Constituent College of Kadi Sarva Vishwavidyalaya, Gandhinagar 
Kadi Sarva Vishwavidyalaya is a University established vide Gujarat State Government Act 21 of 2007 in May 2007 and approved by UGC (ref f. 9-18/2008(cpp-1) 19 March 2009). The  university has been set up by Sarva Vidyalaya Kelavani Mandal. With the efforts and contribution of  Late Shree Maneklal  M Patel. The university also got success in the amalgamation of all three campuses of Gandhinagar and Kadi with constituent colleges campus of Kadi  Sarva Vishwavidyalaya in March 2012. The founder of Sarva Vidyalaya Kelavani Mandal "Pujya Chhaganbha" and Late visionary Chairman Shree Maneklal M. Patel always believed in providing education to all irrespective of caste, creed and religion, which is carried forward successfully by the university officer bearer today.

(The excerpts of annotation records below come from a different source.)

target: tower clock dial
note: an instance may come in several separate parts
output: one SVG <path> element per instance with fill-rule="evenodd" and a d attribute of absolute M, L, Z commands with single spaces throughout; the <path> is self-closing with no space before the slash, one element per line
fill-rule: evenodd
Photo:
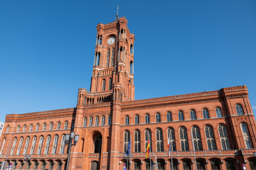
<path fill-rule="evenodd" d="M 108 43 L 109 44 L 112 44 L 116 41 L 116 38 L 114 37 L 111 37 L 108 40 Z"/>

Kadi Sarva Vishwavidyalaya offers Post-Graduate courses in 25 different disciplines like MBA, MCA, ME, M. Pharm. M.Sc. (Chemistry, Physics, Mathematics, Nursing, Bio-Technology, IT), M.Ed., M.A., etc., Graduation level courses in 17 different disciplines viz. B.E., B. Pharm., BBA, BCA, B.Sc.(Chemistry, Mathematics, Bio-technology, Nursing, Physics), B. Voc. etc. diploma course in 7 disciplines. Kadi Sarva Vishwavidyalaya has become a pioneer in registering Doctoral students with 17 major disciplines like Management, Engineering, Pharmacy, Computer Science, Biotechnology, Mathematics, Physics, Chemistry, English, Psychology, Physical Education and many more. KSV also offers M.Phil. courses in 5 disciplines ranging from computer science to English Language. KSV also initiated the centers of excellence and rope in Incubation Center for promoting industry centric relevant research, Simulation center for Replicating industry situation and events so students may have hand-on-feel experience and III-C (Industry-Institute-Interaction Cell) for quality Final placement, internship and project placements/

Antarnad 
Antarnad – the voice of soul is a social initiative of S. V. Institute of Management, Kadi. Under this group institute is organizing social activities. In the year 2013–14 following activities have been done:
 Visit of Bharti Ashram, an old age home at Sarkhej, Ahmedabad on 4 August 2013, Friendship day. We have distributed fruits among the elders and tied a friendship belt to them. Afterwards we had words with elders and learned from their experiences. Almost three (3) hrs were spent with them and got golden advices for life.
 Antarnad Group had successfully run awareness campaign among 18,000 students of Sarva Vidyalaya Campus, Kadi. The message of celebrating Uttarayan with responsibility towards other living beings especially innocent and beautiful birds has been spread and well received through severe poster campaigning in the entire campus area.
 SVIM- Antarnad Celebrated Friendship Day on 3 August 2014 With Mentally Challenged School Children at Prakash School, Thaltej, Ahmedabad BY tying Friendship Belts to them, distributing chocolates and food packets and playing games with them.
 "SAVE BIRDS DURING UTTARAYAN" - Antarnad Group appeals its students, alumnus, students from peer institutes in S V Campus KADI and all citizens at large to Save Birds during Uttarayan. SVIM successfully run awareness campaign among 20,000 students of Sarva Vidyalaya Campus, Kadi.